Having read the academic articles on T16, and studied data sent to us by Rosalyn at DOC 16, we expected our baby to come early. After counting down the pregnancy weeks one by one, we were astonished when she arrived at term (39 weeks +2)! I went into hospital because my waters broke and a few contractions started. However on arrival at the hospital my contractions went away. Even a long walk in the morning did not start labour. After about 11 hours they decided to give me a gentle induction. The baby was not reacting well to the nonstress test monitor so they hooked me up to another machine which connected to the baby's head. After the first contraction they saw baby was definitely suffering so they rushed me off for an emergency c-section. As the baby was just 2.02 kg at birth, and all babies lose weight after birth, she needed to go to intensive care (NICU). During her two weeks in NICU she was also monitored for the suspected heart condition. The first post-natal ecocardiogram showed that she had an unusual heart structure but probably no coarctation. The second eco confirmed that her aterial duct had closed without danger. A later check up with the paediatric cardiologist confirmed that there was no coarctation and no other heart condition either! Our daughter also underwent various ultrasounds, bloodtests and check-ups but no anomalies were found. More importantly, she displayed no clinical problems at all.

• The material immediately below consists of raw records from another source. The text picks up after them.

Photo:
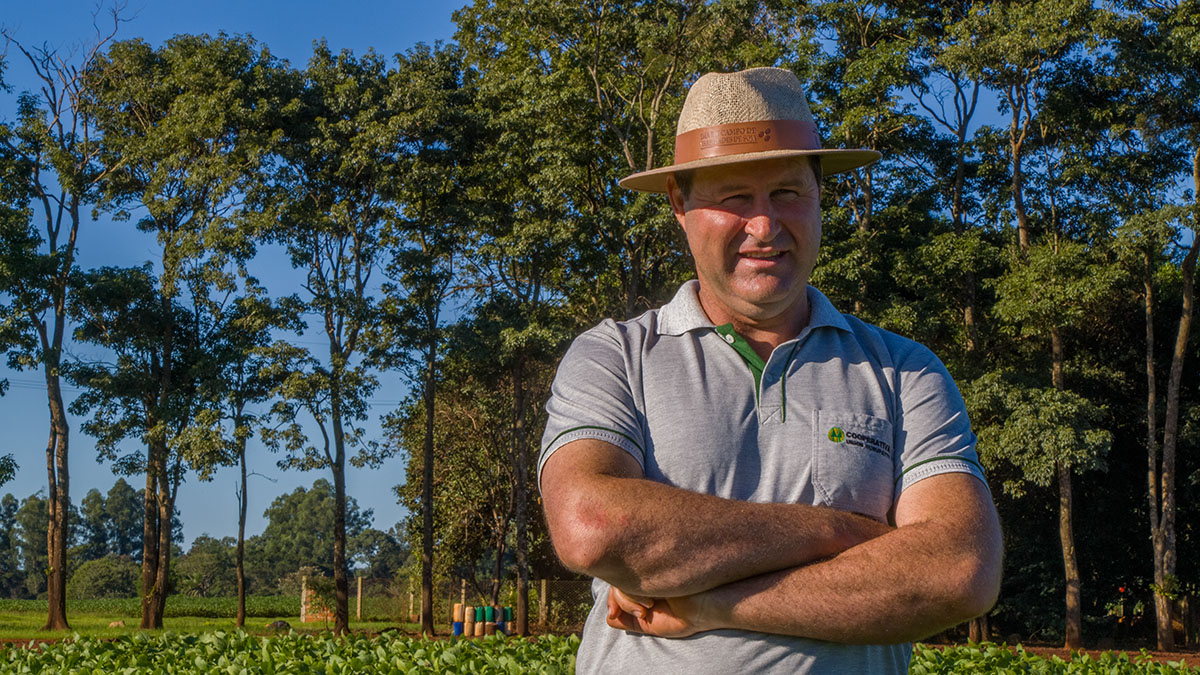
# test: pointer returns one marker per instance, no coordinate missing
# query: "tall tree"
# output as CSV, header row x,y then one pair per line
x,y
330,203
57,141
433,119
95,527
184,130
297,533
121,310
123,509
1153,59
238,377
1014,48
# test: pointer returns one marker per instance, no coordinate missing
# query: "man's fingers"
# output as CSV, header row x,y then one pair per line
x,y
631,604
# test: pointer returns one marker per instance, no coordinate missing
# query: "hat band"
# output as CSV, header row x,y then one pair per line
x,y
739,138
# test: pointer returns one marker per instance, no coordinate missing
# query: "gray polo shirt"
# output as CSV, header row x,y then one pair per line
x,y
845,414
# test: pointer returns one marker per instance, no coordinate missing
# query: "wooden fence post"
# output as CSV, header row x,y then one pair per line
x,y
544,604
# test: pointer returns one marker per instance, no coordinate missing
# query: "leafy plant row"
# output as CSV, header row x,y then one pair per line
x,y
238,653
997,659
178,605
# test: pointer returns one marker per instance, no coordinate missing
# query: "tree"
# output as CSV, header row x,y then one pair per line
x,y
57,141
123,509
298,533
95,525
205,569
1155,60
329,204
1014,48
109,577
238,378
184,131
10,554
435,119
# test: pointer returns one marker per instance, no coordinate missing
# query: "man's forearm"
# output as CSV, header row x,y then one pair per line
x,y
654,539
905,585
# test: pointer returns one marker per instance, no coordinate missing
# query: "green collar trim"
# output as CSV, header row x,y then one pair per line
x,y
745,351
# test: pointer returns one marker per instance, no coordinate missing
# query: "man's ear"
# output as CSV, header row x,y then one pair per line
x,y
676,196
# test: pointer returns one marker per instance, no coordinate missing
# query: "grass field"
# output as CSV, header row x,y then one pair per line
x,y
199,637
23,620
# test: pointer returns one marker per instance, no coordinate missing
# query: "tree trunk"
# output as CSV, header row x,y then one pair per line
x,y
150,526
978,631
166,513
1066,509
239,555
427,497
58,503
1069,562
1164,539
522,471
341,583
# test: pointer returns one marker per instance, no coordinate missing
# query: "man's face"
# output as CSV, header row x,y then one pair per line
x,y
754,231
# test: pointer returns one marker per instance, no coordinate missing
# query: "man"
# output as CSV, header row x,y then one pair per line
x,y
757,482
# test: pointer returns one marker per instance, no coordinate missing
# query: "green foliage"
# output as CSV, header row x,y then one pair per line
x,y
1036,429
109,577
239,652
178,607
1003,659
299,535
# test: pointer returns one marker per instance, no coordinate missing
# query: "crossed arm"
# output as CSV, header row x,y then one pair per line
x,y
682,562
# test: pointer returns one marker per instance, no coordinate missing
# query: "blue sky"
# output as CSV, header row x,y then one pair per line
x,y
289,30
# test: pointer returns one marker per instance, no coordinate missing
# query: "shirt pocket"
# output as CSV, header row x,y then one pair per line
x,y
852,464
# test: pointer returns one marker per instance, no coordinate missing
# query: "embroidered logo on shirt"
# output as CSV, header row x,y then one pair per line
x,y
867,442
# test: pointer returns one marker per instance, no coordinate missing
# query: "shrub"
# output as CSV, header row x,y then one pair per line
x,y
109,577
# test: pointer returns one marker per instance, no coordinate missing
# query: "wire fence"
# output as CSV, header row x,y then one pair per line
x,y
556,605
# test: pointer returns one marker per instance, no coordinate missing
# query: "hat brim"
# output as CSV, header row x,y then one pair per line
x,y
832,161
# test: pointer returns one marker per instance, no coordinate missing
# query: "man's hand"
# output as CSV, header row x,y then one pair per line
x,y
664,617
606,520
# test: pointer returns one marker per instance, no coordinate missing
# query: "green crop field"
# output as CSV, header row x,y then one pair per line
x,y
240,653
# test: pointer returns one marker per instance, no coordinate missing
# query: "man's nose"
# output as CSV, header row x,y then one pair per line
x,y
762,223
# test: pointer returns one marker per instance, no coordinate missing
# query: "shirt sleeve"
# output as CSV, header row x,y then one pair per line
x,y
934,430
591,396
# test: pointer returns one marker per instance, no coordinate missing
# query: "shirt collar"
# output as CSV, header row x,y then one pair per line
x,y
684,312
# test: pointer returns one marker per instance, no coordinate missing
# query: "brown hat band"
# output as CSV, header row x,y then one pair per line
x,y
738,138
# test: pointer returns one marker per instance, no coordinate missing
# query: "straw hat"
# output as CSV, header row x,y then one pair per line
x,y
742,117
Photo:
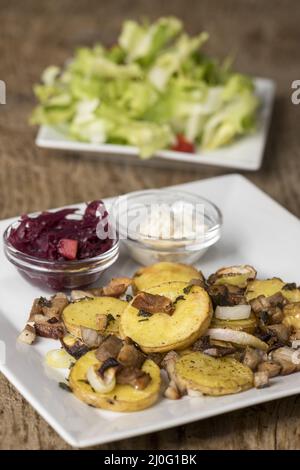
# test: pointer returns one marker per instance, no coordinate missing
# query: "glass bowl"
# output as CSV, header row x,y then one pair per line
x,y
61,274
129,213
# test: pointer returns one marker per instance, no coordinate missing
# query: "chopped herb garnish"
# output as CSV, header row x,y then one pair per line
x,y
81,300
52,320
290,286
187,289
180,297
83,381
64,386
143,313
43,302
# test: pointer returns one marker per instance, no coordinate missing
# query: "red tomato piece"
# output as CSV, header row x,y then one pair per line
x,y
183,145
68,248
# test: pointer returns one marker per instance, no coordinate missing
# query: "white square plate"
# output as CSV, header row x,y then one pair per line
x,y
245,154
256,231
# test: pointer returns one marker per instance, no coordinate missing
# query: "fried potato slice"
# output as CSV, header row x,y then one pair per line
x,y
213,376
161,332
89,313
122,397
156,274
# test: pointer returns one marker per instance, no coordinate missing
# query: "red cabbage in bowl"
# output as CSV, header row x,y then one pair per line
x,y
63,234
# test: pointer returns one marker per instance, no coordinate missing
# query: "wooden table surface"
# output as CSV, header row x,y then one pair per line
x,y
264,37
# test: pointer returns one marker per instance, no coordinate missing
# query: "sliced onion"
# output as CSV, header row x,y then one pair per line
x,y
99,384
286,354
194,393
59,358
236,312
238,337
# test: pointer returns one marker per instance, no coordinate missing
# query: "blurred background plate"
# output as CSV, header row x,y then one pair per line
x,y
245,154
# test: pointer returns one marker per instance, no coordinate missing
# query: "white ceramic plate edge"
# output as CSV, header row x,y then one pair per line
x,y
246,153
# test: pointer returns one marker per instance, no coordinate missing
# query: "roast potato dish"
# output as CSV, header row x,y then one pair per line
x,y
162,332
213,376
156,274
122,397
214,336
99,313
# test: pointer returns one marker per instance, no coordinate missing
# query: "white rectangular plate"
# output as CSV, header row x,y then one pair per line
x,y
245,154
256,231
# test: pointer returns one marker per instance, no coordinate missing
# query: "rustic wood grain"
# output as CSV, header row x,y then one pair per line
x,y
264,37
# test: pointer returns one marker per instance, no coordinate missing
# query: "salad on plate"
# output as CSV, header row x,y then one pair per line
x,y
154,89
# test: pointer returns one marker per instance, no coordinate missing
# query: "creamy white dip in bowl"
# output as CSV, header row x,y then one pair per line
x,y
166,225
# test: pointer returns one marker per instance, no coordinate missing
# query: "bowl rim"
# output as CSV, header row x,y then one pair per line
x,y
209,234
34,261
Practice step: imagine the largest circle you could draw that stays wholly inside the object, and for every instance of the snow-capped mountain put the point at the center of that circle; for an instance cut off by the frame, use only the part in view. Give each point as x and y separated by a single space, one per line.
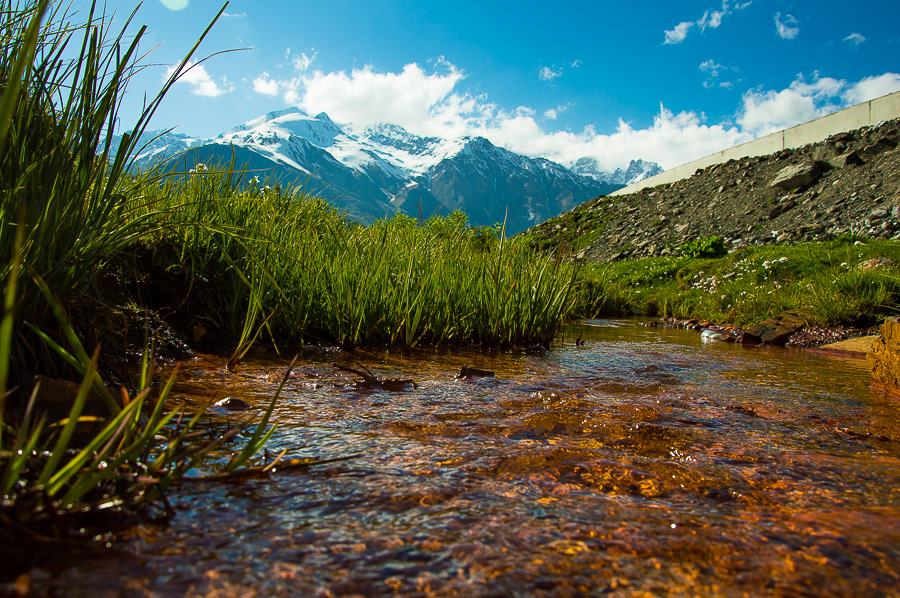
384 169
637 170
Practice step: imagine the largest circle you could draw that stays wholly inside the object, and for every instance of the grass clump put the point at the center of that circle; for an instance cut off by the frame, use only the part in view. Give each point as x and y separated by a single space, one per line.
67 209
843 282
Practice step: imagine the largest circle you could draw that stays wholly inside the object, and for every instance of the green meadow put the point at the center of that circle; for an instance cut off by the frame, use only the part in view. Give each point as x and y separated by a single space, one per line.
85 237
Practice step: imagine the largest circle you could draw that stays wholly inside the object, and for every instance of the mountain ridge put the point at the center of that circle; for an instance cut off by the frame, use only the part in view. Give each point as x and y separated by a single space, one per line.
384 169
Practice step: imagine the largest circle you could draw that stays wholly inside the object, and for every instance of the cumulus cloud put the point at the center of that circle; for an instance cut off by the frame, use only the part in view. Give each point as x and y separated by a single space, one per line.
548 74
266 85
872 87
429 101
714 71
767 111
711 19
855 39
201 82
679 33
785 28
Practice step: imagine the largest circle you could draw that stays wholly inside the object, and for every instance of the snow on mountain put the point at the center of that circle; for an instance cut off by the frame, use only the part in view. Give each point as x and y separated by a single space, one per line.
384 169
637 170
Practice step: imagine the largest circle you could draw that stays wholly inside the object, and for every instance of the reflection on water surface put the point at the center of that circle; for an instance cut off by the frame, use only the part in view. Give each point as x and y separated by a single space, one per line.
642 463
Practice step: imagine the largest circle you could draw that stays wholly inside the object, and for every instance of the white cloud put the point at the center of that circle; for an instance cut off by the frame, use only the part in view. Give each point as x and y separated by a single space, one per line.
679 33
713 71
855 39
201 81
549 74
429 102
710 19
301 62
266 85
711 66
765 112
784 28
872 87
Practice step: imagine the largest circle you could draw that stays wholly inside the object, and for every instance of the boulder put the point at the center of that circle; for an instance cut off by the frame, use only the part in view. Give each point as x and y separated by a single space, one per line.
777 330
797 176
884 356
848 159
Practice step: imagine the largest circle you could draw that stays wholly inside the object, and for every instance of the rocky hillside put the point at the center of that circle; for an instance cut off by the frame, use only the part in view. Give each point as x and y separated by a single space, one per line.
849 183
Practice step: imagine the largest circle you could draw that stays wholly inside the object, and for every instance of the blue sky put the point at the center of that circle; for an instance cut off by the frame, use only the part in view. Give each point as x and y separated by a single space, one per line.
662 81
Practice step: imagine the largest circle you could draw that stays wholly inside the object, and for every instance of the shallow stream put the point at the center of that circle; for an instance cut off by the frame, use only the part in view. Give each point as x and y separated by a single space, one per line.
644 462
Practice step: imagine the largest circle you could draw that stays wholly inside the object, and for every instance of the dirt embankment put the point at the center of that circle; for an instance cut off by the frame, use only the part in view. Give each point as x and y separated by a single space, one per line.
849 183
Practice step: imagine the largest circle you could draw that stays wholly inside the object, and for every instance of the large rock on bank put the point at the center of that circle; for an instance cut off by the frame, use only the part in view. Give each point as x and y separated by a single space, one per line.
777 330
884 356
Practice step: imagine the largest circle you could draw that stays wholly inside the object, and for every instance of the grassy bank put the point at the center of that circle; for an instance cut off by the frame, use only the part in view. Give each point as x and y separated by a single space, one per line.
844 282
84 240
265 260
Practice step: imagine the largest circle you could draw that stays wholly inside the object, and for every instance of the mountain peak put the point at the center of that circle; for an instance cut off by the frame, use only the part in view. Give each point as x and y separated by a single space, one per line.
383 169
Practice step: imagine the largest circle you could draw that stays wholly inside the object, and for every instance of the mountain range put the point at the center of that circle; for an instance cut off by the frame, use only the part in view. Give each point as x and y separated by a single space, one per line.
383 169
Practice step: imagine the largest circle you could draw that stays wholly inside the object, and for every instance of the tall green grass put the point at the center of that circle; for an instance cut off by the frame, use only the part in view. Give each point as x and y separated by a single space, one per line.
67 207
295 266
752 284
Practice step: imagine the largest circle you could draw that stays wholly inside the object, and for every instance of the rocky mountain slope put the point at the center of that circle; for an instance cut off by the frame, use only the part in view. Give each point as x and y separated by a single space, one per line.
383 170
847 184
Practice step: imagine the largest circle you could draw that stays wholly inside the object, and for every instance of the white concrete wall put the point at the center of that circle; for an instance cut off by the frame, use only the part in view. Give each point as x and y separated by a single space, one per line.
861 115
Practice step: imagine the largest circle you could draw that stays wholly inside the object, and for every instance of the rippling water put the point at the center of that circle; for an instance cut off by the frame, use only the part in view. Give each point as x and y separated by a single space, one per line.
642 463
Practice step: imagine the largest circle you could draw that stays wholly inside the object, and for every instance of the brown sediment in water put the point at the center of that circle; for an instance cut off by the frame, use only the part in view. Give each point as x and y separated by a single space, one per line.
641 463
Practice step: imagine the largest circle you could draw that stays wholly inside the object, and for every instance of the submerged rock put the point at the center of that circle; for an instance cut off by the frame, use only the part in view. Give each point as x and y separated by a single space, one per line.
884 356
777 330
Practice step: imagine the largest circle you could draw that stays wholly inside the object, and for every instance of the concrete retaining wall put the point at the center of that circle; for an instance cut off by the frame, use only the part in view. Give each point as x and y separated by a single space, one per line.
861 115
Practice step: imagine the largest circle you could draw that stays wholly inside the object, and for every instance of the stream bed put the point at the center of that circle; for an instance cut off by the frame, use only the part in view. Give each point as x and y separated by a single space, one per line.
644 462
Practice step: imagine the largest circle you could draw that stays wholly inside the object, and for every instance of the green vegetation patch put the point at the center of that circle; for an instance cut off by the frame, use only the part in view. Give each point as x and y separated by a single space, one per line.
844 282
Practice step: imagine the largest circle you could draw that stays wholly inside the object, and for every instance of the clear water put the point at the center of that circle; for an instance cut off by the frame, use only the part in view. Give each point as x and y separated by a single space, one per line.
643 463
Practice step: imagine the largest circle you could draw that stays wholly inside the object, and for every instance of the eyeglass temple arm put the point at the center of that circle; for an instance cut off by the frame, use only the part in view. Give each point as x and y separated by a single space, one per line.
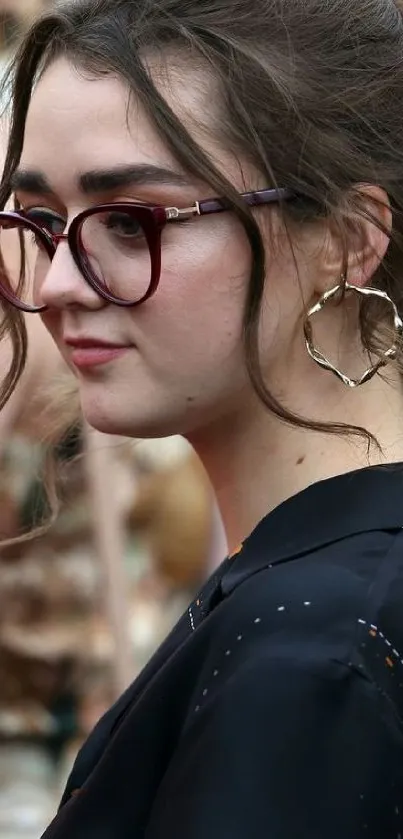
217 205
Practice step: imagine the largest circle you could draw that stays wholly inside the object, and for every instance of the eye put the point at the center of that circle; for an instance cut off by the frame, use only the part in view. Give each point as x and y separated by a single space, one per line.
47 219
123 225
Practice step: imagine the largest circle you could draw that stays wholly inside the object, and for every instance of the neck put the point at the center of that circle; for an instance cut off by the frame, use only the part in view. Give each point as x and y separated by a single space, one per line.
255 461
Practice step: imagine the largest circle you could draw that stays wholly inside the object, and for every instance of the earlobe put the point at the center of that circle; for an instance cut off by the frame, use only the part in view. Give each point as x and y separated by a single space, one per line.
356 247
371 229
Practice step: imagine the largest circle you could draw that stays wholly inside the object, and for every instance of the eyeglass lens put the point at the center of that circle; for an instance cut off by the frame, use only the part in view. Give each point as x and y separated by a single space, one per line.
113 252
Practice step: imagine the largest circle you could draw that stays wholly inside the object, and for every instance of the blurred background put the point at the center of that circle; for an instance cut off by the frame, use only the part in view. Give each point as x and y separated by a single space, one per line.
84 605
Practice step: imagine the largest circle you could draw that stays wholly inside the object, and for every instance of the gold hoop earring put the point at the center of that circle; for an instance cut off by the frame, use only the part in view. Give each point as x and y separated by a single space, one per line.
320 358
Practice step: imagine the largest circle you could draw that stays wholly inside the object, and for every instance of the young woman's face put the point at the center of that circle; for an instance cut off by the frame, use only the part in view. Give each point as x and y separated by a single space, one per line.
179 365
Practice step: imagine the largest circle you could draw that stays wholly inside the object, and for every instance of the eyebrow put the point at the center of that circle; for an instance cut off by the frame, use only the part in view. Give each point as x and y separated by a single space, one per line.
102 180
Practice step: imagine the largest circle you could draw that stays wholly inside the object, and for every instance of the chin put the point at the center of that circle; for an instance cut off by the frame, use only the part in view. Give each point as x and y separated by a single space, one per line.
110 421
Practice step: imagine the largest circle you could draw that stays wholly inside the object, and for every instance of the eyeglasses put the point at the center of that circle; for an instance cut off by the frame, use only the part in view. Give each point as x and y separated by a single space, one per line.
116 247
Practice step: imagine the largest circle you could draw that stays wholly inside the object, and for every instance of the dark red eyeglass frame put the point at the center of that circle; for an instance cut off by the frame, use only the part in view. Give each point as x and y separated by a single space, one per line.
152 219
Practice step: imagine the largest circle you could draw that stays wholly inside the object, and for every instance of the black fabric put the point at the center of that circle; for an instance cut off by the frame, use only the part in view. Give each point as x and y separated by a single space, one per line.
275 706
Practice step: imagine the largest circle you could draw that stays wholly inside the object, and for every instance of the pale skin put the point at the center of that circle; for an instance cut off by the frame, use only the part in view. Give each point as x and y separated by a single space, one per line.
184 370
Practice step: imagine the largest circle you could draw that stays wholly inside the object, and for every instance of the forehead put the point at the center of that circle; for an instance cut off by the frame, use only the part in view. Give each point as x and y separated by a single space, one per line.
82 121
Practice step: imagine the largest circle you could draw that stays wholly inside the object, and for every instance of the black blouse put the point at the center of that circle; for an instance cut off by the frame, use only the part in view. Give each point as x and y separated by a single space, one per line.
274 708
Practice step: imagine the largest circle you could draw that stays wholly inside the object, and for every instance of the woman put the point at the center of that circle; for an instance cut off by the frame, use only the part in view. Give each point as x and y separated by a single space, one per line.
215 191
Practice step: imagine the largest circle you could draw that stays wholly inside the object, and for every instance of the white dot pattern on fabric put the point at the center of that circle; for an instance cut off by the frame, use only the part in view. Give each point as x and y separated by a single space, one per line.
227 653
375 632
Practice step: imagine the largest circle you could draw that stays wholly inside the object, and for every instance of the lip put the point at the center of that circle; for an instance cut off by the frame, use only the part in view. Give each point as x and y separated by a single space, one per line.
93 352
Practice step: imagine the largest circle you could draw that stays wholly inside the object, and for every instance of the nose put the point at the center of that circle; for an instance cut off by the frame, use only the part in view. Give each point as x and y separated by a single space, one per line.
63 286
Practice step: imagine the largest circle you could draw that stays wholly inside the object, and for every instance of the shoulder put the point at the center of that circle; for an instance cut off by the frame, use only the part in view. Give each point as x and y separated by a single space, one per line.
315 616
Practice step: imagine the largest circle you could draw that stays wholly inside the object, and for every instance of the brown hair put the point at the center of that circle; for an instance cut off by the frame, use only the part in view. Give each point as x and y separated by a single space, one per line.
311 93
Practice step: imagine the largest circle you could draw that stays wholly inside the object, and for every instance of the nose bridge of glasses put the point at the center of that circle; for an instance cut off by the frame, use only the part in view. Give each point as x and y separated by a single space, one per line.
58 238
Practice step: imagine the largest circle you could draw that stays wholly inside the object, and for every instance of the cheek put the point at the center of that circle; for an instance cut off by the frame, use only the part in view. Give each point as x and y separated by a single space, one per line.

For me there are two miracles to our daughter's birth. Having spent most of the pregnancy worrying about pre-mature birth and heart anomalies she was born full term with a perfect heart.
When our daughter turned 6 months ( a year after the first T16 diagnosis), the geneticist contacted us again to inform us that they had found a mosaicism for trisomy 16 in an estimated 75% of the placental cells. A malfunctioning placenta probably explains why our daughter was born so small (IUGR).
At 6 months our baby is still small for her age but she has displayed impressive catch up growth. She is a very beautiful, normal looking blue-eyed baby. She is meeting her developmental milestones and is especially communicative and smiley.
I would like to express heartfelt gratitude to Rosalyn, Samantha and the mums on the DOC 16 network. Thanks to DOC 16, families with this rare diagnosis can be brought together via the internet. You provided us with the invaluable moral support we needed to get through this stressful pregnancy.
*Zoe is not our daughter's real name.